It’s been a week since a liberal, 25-year veteran editor for National Public Radio published a damning online essay about the network’s biased, left-wing coverage, and there appears to have been no self-reflection by NPR’s powers that be.

Uri Berliner, who authored the essay, was chastised by NPR employees, suspended, and finally submitted his resignation Wednesday.

I can’t say I’m surprised.

With apologies to Berliner, who said that he’d rather see the taxpayer-subsidized network reform itself and get back to serving the broader public, rather than be defunded, he hasn’t quite come to grips with the depth of the problem.

The West’s compromised and radical institutions won’t reform willingly. They are part of a tightly knit, self-reinforcing system that uniformly rewards left-wing ideology and punishes even mild dissent.

If you want a look at where NPR is headed, just take a look at the social media posts of the network’s new CEO, Katherine Maher, who took over at the helm in January.

Old media posts and media appearances paint an almost ludicrously predictable picture of what NPR has become. The portrait they create is of a woman who seems more like an AI bot crafted by Google employees, rather than a real person.

She has backed every left-wing cause, cheered every Democratic presidential candidate with pom-poms, and riffed on the news with every kind of woke inanity you can think of.

Follow journalist Christopher Rufo on X for the latest: https://twitter.com/realchrisrufo.

Here are some of the more noteworthy reveals.

This is what she said about “truth” at a 2022 TED Talk, when she was the CEO of Wikimedia.

“Our reverence for the truth might be a distraction that is getting in the way of finding common ground and getting things done,” she said. “That is not to say that the truth doesn’t exist or to say that the truth isn’t important. Clearly, the search for the truth has led us to do great things … [but] one reason we have such glorious chronicles to the human experience and all forms of culture is because we acknowledge there are many different truths.”

Maher is all aboard the relativistic “my truth” train.

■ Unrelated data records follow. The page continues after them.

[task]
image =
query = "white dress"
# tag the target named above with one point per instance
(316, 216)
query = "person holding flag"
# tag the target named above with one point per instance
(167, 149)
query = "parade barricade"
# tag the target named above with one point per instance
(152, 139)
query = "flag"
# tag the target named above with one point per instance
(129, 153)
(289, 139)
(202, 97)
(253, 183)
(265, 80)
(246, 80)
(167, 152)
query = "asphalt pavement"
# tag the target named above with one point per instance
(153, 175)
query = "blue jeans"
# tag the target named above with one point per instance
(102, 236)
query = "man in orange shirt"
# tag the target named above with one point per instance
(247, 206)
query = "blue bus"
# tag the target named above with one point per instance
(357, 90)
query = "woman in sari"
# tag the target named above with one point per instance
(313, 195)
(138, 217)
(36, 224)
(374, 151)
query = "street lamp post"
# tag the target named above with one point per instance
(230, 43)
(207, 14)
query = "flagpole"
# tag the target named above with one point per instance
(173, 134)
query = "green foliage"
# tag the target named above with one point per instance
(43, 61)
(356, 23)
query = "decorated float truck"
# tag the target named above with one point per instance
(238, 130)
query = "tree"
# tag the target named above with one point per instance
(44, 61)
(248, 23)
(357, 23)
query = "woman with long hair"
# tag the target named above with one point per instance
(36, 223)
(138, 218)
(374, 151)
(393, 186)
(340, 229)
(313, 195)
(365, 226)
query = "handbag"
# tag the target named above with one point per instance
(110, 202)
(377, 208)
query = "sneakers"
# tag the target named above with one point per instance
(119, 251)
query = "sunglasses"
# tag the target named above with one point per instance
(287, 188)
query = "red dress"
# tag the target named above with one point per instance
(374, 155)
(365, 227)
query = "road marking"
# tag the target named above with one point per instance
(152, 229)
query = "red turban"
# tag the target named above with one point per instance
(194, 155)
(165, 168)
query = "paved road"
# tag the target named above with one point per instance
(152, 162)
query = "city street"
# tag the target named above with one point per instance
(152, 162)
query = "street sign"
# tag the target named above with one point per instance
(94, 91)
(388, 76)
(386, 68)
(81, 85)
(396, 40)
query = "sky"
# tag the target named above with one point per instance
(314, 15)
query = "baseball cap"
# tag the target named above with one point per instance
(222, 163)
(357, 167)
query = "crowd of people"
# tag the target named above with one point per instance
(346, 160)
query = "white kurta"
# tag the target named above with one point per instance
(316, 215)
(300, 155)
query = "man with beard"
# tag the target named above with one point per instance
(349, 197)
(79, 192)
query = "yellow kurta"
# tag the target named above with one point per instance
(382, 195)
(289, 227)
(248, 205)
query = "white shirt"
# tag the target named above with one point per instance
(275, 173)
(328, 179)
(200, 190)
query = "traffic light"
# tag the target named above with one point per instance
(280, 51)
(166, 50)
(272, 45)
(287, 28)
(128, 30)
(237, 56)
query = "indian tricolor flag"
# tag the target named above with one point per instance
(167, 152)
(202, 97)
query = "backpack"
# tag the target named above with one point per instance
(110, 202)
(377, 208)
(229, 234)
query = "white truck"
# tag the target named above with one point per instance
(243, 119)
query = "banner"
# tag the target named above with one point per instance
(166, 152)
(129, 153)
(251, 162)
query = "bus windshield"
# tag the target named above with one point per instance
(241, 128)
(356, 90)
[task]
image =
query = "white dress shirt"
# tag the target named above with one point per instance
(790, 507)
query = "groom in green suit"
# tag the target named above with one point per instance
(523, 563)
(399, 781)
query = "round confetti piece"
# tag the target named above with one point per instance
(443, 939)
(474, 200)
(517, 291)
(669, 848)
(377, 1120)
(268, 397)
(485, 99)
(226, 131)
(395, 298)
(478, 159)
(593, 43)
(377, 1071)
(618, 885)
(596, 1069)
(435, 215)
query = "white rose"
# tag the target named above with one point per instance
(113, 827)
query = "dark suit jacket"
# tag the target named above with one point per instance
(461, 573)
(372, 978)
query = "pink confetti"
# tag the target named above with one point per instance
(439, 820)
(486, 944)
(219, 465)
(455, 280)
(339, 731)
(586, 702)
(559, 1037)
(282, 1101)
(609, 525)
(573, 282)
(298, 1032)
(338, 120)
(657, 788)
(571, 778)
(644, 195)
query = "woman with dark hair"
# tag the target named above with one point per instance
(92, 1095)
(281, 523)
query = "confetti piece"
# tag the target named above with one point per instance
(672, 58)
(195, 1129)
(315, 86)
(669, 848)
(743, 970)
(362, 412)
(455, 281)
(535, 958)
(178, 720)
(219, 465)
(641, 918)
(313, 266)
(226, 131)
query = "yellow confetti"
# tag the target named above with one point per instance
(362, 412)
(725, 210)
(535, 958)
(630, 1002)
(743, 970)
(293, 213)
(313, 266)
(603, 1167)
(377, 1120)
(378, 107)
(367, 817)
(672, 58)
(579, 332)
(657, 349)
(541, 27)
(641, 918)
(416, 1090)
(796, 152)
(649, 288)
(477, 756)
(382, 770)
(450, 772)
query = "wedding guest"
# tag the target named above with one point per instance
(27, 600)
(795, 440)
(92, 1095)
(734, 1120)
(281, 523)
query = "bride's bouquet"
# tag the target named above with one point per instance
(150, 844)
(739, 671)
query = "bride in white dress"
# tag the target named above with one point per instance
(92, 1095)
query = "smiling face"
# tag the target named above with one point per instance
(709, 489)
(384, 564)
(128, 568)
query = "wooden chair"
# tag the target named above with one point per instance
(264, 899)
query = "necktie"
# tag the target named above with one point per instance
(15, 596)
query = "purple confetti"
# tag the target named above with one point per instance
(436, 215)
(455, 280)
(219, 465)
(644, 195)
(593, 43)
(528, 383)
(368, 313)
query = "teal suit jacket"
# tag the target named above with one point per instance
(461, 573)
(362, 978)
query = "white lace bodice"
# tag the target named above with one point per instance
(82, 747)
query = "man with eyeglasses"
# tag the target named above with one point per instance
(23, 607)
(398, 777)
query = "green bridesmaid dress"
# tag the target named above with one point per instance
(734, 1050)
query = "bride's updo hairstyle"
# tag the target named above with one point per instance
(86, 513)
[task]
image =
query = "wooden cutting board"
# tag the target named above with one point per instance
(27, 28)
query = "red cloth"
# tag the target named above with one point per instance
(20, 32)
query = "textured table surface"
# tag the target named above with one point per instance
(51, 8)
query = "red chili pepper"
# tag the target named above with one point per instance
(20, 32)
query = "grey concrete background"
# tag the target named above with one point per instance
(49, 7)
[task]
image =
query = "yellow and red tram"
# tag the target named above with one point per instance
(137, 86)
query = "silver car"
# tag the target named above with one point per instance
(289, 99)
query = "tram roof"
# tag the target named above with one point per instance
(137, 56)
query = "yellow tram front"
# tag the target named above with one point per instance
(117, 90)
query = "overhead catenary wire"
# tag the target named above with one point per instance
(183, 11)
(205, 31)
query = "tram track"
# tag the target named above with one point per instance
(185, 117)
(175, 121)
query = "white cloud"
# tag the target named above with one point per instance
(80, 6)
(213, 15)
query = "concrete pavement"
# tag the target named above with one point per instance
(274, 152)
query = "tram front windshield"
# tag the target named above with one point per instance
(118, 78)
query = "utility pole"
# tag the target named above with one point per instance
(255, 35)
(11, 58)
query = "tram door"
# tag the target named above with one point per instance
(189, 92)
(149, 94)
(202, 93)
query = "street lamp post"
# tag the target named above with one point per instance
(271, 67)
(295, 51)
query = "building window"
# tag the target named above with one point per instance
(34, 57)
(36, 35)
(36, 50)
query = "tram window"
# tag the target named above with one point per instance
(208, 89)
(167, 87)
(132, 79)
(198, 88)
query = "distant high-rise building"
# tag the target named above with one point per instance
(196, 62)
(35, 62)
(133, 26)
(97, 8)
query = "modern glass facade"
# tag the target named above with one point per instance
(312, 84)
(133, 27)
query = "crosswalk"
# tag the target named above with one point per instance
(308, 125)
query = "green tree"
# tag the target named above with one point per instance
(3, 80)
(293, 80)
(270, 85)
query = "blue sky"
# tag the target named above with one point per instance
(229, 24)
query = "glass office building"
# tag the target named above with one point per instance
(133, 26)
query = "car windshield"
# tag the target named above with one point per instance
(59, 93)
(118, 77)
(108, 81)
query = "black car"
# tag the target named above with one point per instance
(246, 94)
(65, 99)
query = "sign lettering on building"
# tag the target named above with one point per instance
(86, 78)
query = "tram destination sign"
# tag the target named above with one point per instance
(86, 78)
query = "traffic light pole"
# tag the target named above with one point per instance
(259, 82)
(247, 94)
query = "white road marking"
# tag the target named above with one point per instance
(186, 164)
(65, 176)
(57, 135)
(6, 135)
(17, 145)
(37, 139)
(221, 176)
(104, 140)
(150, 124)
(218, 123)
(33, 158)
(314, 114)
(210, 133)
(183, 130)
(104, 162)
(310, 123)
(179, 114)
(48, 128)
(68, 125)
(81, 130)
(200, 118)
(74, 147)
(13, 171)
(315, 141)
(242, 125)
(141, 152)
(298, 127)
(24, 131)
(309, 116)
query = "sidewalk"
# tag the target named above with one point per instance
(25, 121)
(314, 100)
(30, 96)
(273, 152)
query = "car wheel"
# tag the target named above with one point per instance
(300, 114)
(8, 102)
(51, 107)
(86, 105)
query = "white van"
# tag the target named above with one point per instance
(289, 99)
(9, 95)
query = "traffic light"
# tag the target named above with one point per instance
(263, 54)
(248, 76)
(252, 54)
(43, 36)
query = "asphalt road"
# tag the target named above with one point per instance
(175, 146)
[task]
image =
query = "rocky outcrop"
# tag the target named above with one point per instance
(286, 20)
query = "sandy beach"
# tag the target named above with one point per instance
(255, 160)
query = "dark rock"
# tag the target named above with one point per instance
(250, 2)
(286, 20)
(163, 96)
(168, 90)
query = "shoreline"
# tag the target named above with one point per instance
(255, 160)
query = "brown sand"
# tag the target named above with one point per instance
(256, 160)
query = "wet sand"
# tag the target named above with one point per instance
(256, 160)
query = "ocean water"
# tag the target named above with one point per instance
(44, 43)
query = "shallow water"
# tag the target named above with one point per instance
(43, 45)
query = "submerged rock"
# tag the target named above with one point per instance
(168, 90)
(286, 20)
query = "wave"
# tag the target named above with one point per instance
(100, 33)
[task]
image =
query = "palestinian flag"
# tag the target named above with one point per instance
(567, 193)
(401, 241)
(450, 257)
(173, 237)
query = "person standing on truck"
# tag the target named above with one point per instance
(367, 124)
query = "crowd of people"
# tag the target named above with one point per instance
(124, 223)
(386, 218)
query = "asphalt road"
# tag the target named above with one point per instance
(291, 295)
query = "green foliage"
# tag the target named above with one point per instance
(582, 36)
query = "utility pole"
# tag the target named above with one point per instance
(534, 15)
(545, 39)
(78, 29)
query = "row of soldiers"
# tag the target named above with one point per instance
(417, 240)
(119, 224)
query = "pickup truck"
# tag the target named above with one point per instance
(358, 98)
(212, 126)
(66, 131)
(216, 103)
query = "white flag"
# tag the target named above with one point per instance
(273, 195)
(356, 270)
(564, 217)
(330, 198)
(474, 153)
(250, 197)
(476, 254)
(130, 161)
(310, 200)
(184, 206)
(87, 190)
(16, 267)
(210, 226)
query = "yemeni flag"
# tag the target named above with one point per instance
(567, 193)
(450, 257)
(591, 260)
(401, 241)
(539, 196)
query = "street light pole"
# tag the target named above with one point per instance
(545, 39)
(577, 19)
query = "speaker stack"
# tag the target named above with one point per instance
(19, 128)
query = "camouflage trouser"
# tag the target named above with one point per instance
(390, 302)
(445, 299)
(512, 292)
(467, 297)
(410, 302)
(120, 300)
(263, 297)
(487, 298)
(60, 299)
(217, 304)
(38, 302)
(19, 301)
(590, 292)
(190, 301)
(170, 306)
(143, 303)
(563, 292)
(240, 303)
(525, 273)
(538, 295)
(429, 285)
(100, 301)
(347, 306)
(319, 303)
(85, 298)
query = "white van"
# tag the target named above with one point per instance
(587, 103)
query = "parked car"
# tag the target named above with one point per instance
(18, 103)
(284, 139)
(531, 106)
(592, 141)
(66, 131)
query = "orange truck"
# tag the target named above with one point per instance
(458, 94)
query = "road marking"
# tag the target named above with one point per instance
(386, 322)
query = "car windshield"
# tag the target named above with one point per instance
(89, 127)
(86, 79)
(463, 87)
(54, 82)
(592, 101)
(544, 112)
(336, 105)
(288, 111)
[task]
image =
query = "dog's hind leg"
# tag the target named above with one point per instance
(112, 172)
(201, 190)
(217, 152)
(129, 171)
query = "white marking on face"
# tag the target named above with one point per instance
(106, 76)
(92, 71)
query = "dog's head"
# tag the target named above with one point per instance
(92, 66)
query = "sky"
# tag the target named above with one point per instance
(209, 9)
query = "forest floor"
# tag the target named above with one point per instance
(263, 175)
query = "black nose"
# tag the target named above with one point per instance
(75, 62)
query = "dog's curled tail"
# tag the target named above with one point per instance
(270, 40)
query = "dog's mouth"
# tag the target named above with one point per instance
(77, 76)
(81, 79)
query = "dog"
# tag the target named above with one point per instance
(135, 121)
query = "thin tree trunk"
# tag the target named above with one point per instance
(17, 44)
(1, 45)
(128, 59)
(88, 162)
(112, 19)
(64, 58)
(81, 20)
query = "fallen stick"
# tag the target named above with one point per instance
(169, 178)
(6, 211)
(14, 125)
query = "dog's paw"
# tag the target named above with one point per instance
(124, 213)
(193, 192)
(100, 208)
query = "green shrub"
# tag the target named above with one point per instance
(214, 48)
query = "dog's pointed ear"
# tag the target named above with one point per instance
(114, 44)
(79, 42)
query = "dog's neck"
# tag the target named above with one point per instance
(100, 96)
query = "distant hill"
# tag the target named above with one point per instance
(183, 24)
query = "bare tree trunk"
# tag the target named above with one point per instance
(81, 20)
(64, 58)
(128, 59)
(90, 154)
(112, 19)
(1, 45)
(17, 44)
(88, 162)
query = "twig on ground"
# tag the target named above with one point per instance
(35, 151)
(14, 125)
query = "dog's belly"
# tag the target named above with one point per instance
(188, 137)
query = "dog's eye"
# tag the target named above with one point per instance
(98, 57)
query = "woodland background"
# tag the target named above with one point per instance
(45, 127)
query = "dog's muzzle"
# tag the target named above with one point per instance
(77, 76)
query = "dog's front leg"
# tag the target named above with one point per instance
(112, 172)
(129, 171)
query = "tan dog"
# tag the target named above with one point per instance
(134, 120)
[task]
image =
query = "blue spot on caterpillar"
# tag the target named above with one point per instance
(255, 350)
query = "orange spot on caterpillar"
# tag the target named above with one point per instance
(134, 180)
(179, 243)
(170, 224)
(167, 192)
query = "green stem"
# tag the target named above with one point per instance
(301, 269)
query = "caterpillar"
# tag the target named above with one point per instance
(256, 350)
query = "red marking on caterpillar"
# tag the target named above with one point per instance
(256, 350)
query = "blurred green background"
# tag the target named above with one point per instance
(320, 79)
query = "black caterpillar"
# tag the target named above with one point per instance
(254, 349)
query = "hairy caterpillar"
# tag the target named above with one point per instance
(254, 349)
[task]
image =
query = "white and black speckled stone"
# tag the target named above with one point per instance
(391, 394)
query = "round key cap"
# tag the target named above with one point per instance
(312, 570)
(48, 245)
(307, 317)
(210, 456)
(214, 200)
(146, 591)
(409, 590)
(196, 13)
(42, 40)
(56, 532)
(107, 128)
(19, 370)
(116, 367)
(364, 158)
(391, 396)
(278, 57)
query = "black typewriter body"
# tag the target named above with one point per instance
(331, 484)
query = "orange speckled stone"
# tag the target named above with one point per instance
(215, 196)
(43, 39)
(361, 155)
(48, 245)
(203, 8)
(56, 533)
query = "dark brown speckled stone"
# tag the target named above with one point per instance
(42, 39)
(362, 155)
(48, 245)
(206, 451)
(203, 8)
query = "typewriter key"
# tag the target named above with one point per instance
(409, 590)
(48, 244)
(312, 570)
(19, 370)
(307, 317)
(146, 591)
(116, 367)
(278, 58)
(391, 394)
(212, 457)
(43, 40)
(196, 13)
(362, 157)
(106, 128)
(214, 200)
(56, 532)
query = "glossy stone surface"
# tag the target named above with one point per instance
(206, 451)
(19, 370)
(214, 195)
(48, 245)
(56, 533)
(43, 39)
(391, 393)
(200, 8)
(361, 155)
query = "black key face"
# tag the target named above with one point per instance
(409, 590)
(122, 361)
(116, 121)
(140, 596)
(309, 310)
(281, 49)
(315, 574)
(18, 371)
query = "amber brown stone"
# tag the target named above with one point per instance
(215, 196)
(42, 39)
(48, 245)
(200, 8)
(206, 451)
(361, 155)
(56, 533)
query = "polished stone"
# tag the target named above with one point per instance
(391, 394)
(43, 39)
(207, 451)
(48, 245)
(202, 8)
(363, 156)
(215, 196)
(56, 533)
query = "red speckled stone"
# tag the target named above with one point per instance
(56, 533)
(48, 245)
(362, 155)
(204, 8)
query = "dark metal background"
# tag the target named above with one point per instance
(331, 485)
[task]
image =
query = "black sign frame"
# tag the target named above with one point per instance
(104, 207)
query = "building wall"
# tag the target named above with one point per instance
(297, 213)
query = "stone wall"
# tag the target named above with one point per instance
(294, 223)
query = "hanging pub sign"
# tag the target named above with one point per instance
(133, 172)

She said she cracked down on the “free and open” ethos at Wikipedia because it was too often based on a “white male, Westernized construct” that led to “exclusion of communities and languages.”

It’s no surprise then that she’s not a huge fan of the problematic First Amendment, which she saw as the “No. 1 challenge” to combating what she called “disinformation and misinformation.”

She said she coordinated with the government to suppress content related to COVID-19 and the 2020 election.

As a quick reminder to our nation’s cultural elites like Maher: The First Amendment was designed to protect free speech, not because all speech is good, but because it was the best way to protect the truth.

Why does the head of a major media organization seem to have a problem with a constitutional amendment protecting the free press?

The problem at NPR isn’t just the woman in charge.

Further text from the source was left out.